The Demise are a 4-piece Irish punk rock band from Limerick city, Ireland and are also the founding members of the mangaboy¦records music collective in Limerick city. They have been playing shows and recording music since 2004. For most of the time they have been around they were a 3-piece with just Mike, Fabian and Kieran in the band after Greg left. But then decided to get another guitarist which ended up being James. They have played all over Ireland and also in Germany and have supported bands like Capdown, The Supersuckers and Gang Green.

In 2006 they entered the Coca-Cola Blastbeat National Competition of over 400 bands and reached the finals. As a result of winning the regional heats the song "Right on Time" was recorded in The Factory recording studio in Dublin and was included in the Coca-Cola Blastbeat Vol. 4 Double CD which reached No. 16 in The Irish compilation charts.
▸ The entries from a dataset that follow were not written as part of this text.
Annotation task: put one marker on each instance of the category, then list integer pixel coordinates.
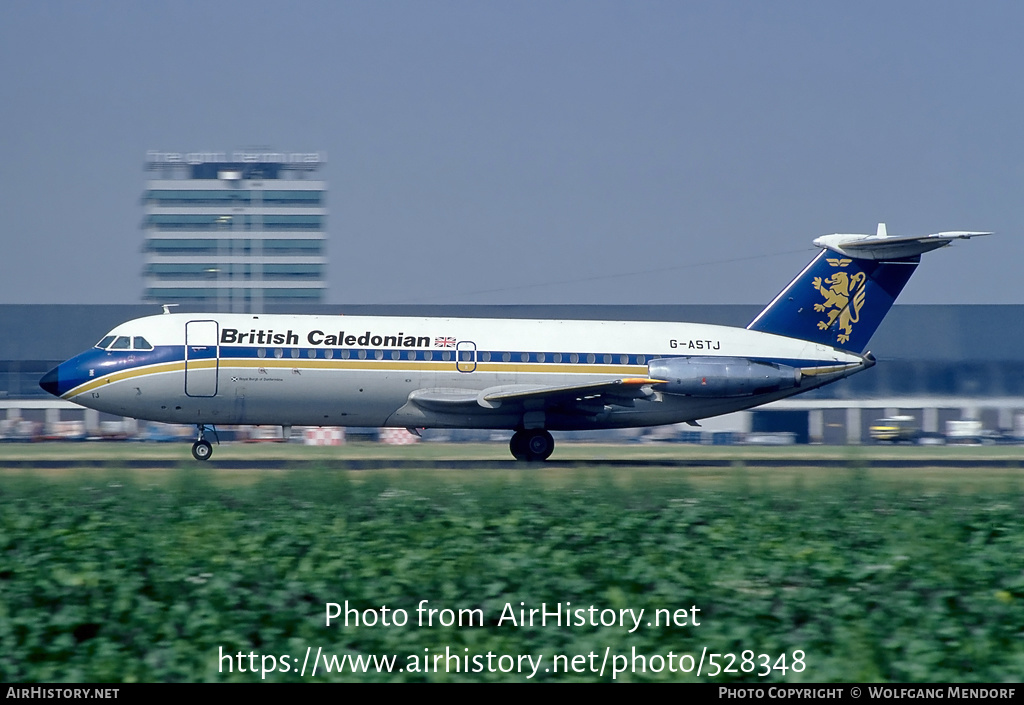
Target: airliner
(528, 376)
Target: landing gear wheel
(531, 446)
(202, 450)
(518, 446)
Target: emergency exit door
(202, 358)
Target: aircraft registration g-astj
(528, 376)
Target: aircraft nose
(51, 382)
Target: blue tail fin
(837, 300)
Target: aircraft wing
(586, 399)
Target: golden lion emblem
(838, 301)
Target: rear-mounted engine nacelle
(721, 376)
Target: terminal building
(938, 364)
(235, 232)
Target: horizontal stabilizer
(884, 246)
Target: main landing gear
(202, 450)
(531, 445)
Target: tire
(518, 446)
(539, 446)
(202, 450)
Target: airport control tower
(235, 231)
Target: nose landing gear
(202, 450)
(534, 445)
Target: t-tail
(841, 297)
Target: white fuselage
(363, 371)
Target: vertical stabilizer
(838, 300)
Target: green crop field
(833, 573)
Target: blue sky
(527, 153)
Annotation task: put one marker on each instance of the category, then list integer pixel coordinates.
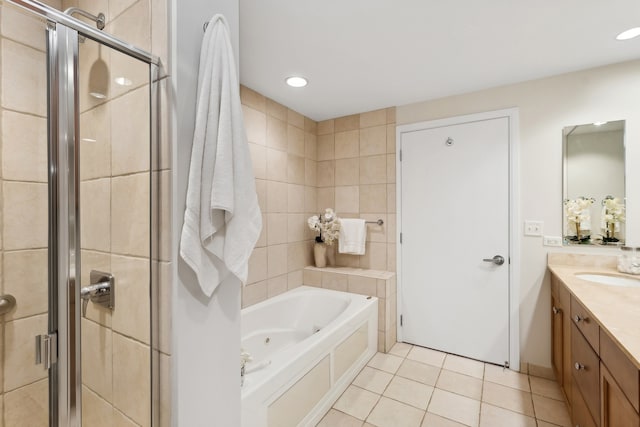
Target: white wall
(205, 331)
(546, 106)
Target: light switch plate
(552, 241)
(533, 228)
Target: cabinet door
(616, 411)
(556, 343)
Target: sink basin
(609, 280)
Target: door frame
(514, 215)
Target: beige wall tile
(373, 169)
(130, 133)
(18, 336)
(97, 358)
(347, 144)
(95, 142)
(131, 315)
(96, 411)
(253, 99)
(373, 118)
(310, 146)
(130, 215)
(24, 215)
(295, 169)
(326, 127)
(276, 229)
(347, 123)
(373, 198)
(276, 133)
(131, 379)
(326, 173)
(326, 147)
(95, 217)
(295, 198)
(276, 286)
(310, 172)
(276, 196)
(255, 123)
(348, 171)
(276, 260)
(24, 147)
(295, 140)
(24, 79)
(28, 406)
(348, 199)
(373, 141)
(276, 110)
(257, 266)
(254, 293)
(25, 277)
(277, 165)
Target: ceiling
(362, 55)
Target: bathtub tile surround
(381, 284)
(385, 395)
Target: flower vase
(320, 254)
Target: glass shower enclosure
(78, 249)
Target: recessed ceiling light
(296, 81)
(629, 34)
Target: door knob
(497, 260)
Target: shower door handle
(497, 260)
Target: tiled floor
(418, 387)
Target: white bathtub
(307, 346)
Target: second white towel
(353, 235)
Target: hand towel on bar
(353, 234)
(222, 219)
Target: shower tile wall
(23, 216)
(283, 150)
(357, 175)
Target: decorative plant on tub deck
(327, 225)
(577, 212)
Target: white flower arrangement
(327, 225)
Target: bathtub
(307, 345)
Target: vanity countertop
(617, 308)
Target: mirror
(594, 184)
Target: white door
(455, 219)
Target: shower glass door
(24, 217)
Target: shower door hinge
(47, 349)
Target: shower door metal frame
(65, 382)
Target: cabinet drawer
(580, 414)
(589, 328)
(586, 371)
(621, 368)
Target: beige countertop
(616, 308)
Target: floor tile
(460, 384)
(357, 402)
(373, 379)
(492, 416)
(506, 377)
(401, 349)
(385, 362)
(462, 365)
(455, 407)
(551, 410)
(433, 420)
(410, 392)
(339, 419)
(508, 398)
(546, 388)
(391, 413)
(426, 355)
(420, 372)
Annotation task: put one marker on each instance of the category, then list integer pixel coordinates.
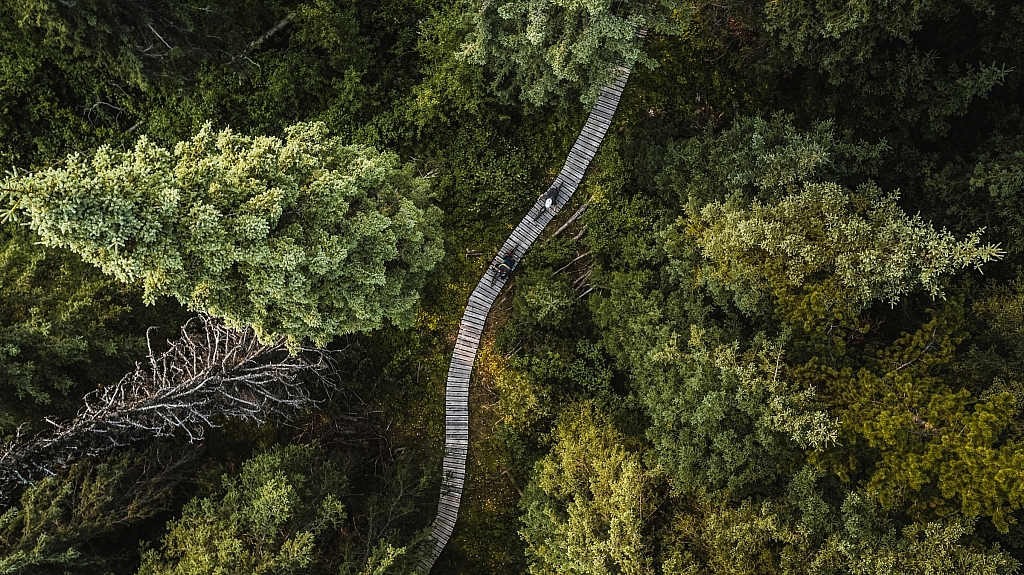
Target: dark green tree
(543, 49)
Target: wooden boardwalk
(524, 234)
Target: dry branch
(211, 370)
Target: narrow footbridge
(457, 392)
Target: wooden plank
(478, 308)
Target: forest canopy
(778, 328)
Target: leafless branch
(211, 370)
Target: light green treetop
(545, 48)
(304, 237)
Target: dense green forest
(785, 336)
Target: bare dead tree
(210, 371)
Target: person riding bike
(504, 269)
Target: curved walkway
(457, 393)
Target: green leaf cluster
(304, 237)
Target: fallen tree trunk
(210, 371)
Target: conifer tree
(304, 237)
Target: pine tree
(305, 237)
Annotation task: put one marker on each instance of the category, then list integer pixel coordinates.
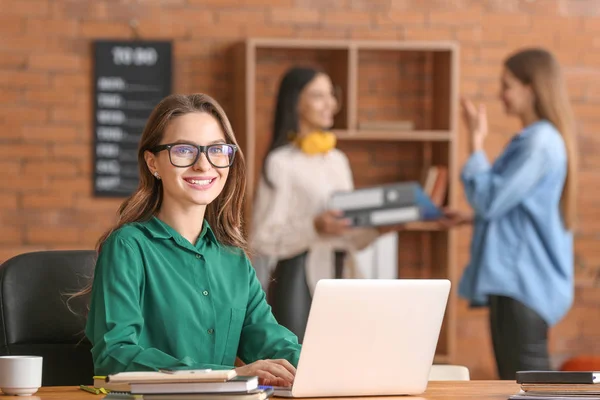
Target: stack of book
(395, 203)
(558, 385)
(183, 385)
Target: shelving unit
(380, 81)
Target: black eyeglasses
(183, 155)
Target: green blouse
(160, 302)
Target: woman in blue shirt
(524, 213)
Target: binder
(390, 204)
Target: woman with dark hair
(292, 225)
(173, 287)
(525, 209)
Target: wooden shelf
(378, 81)
(382, 135)
(428, 226)
(441, 359)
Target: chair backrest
(34, 289)
(448, 373)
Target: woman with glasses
(173, 288)
(292, 227)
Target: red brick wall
(45, 103)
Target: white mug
(20, 375)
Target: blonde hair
(539, 69)
(224, 214)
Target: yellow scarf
(316, 142)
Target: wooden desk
(475, 390)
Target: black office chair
(35, 318)
(289, 295)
In 2007 they were picked to play the 2FM 2MORO TOUR with The Flaws, Messiah J & The Expert and also another limerick band, Giveamanakick in Trinity Rooms, Limerick.

They have also had local and national radio air play which includes the Live 95FM Breakfast Show and also Dan Hegarty's show on 2FM as part of the 2FM 2MORO TOUR.
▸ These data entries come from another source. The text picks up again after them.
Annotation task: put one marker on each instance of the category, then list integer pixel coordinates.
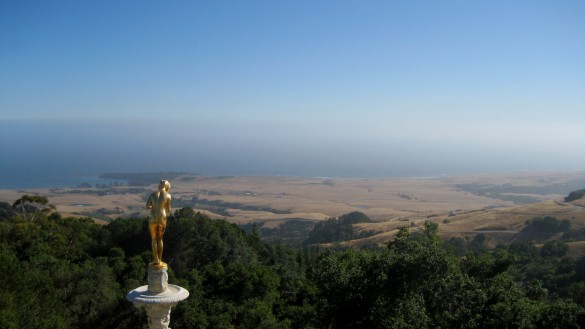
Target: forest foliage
(71, 273)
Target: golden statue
(159, 204)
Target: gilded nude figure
(159, 204)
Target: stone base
(158, 279)
(158, 305)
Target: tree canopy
(71, 273)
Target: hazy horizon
(334, 88)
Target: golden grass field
(391, 203)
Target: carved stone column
(157, 298)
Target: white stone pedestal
(157, 298)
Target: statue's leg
(155, 258)
(159, 249)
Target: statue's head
(164, 185)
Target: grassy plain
(496, 205)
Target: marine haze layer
(48, 154)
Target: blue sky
(294, 87)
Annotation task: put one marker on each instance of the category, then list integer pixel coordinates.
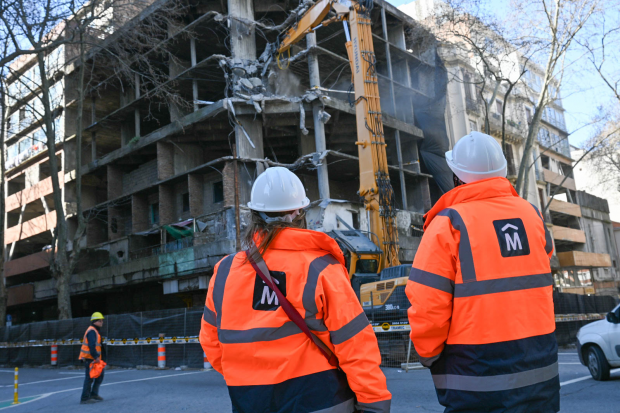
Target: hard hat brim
(259, 208)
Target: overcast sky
(583, 93)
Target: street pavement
(58, 390)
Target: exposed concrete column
(115, 182)
(166, 204)
(137, 109)
(319, 127)
(139, 212)
(165, 160)
(93, 147)
(243, 46)
(242, 39)
(195, 187)
(192, 44)
(401, 173)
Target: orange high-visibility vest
(85, 350)
(481, 310)
(268, 363)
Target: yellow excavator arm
(375, 186)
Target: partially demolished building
(165, 184)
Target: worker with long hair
(282, 323)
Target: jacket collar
(294, 239)
(476, 191)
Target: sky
(582, 94)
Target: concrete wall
(141, 177)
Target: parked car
(598, 345)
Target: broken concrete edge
(311, 161)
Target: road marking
(583, 378)
(26, 400)
(117, 382)
(63, 378)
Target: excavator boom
(375, 186)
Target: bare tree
(37, 30)
(554, 25)
(3, 110)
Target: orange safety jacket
(85, 350)
(268, 363)
(481, 310)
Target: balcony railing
(583, 259)
(159, 249)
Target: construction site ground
(58, 390)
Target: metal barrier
(131, 340)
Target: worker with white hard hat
(480, 288)
(281, 321)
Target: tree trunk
(3, 292)
(59, 265)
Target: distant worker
(92, 351)
(480, 288)
(269, 364)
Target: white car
(598, 345)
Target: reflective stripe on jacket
(481, 302)
(268, 363)
(85, 349)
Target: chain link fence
(121, 331)
(181, 326)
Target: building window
(573, 278)
(355, 218)
(472, 125)
(467, 86)
(154, 213)
(186, 202)
(218, 192)
(528, 115)
(541, 198)
(510, 158)
(499, 105)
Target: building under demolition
(165, 183)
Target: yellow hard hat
(96, 316)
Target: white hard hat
(475, 157)
(277, 190)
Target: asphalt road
(58, 390)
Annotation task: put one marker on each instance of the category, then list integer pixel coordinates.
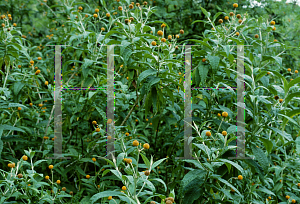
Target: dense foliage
(149, 75)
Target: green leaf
(290, 119)
(192, 191)
(213, 61)
(283, 133)
(86, 64)
(256, 168)
(145, 74)
(267, 143)
(229, 185)
(261, 157)
(207, 14)
(285, 84)
(199, 21)
(9, 127)
(293, 82)
(97, 196)
(152, 81)
(157, 163)
(290, 114)
(236, 165)
(189, 177)
(203, 71)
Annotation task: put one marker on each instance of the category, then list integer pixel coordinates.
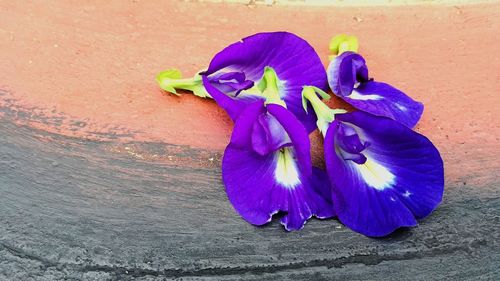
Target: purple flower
(267, 168)
(235, 76)
(348, 79)
(384, 175)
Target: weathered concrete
(73, 209)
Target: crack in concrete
(365, 259)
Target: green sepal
(343, 43)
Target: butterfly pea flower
(384, 175)
(348, 78)
(342, 43)
(267, 167)
(238, 69)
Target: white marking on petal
(357, 96)
(286, 172)
(407, 194)
(375, 175)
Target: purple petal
(294, 60)
(345, 71)
(257, 184)
(348, 79)
(402, 179)
(384, 100)
(232, 106)
(268, 135)
(297, 133)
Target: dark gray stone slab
(72, 209)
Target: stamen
(171, 80)
(325, 114)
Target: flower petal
(294, 60)
(348, 79)
(297, 133)
(402, 179)
(259, 186)
(382, 99)
(231, 105)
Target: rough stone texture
(104, 178)
(72, 210)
In the closing months of 2007 the Band went into the studio to work on their first full-length album, working with producer Owen Lewis at Breakline Productions as well as the famous Grouse Lodge Studios in County Westmeath, a studio which has recorded artists such as Snow Patrol, Bloc Party, Muse and Michael Jackson and was also used to record R.E.M.'s 14th Studio album.
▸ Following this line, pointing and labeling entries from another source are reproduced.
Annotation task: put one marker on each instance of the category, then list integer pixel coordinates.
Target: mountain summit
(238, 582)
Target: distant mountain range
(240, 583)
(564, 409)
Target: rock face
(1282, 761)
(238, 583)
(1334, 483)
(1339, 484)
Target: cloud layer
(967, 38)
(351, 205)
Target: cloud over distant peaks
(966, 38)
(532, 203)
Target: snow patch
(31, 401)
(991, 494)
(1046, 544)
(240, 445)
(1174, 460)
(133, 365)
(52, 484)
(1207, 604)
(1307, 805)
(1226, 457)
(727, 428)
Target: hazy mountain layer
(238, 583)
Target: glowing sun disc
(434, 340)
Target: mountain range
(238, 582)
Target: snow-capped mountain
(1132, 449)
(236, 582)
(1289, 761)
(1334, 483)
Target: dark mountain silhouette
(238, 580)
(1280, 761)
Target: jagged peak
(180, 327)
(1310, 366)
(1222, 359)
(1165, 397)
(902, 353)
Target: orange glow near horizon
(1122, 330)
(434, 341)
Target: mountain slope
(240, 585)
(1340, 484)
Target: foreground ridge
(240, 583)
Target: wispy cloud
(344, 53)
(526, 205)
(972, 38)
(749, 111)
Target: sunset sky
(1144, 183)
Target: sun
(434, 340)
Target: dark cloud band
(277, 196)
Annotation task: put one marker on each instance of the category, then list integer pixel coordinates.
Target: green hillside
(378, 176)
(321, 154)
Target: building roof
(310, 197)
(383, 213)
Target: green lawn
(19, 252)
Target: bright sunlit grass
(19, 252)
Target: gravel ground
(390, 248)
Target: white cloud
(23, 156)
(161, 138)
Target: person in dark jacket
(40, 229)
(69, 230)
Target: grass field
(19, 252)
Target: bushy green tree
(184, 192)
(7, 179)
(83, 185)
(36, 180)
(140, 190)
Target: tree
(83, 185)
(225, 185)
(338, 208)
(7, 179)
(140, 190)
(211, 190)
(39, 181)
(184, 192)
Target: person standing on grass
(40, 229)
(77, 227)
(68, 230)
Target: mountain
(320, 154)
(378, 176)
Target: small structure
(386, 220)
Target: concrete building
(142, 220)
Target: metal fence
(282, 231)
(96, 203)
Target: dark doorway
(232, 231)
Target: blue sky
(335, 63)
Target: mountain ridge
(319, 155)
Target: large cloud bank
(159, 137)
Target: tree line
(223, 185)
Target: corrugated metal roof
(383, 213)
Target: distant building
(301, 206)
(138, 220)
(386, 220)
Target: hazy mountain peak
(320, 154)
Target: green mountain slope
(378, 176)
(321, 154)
In April 2008 the group released their first single from these recording sessions entitled "Social Suicide". This song was only released as a digital download.

The Demise supported Rise Against at The Academy, Dublin, Ireland on 19 February 2009.

==Discography==
- What We Leave Behind EP (2005)
 Recorded at Balls of Iron Studios, Limerick
1. Nothing Left To Lose
2. The Fear
3. The Riff
4. Do You Believe
5. I Know, You Don't
6. The Last One
7. Hooked on sorrow

- Right on Time EP (2006)
Recorded at Breakline Productions, Limerick
1. The Vengeance
2. Right on Time
3. Gone Without A Trace

- Self-Titled First Full Length Album (2008)
 In Production at Breakline Productions And Grouse Lodge
- Social Suicide – Single (2008)
 Released for download in April 2008.

===Other releases===
- Coca-Cola Blastbeat Vol. 4 (2006)
 Recorded at the Factory, Dublin
"Right on Time" is featured on disc 2, track 3.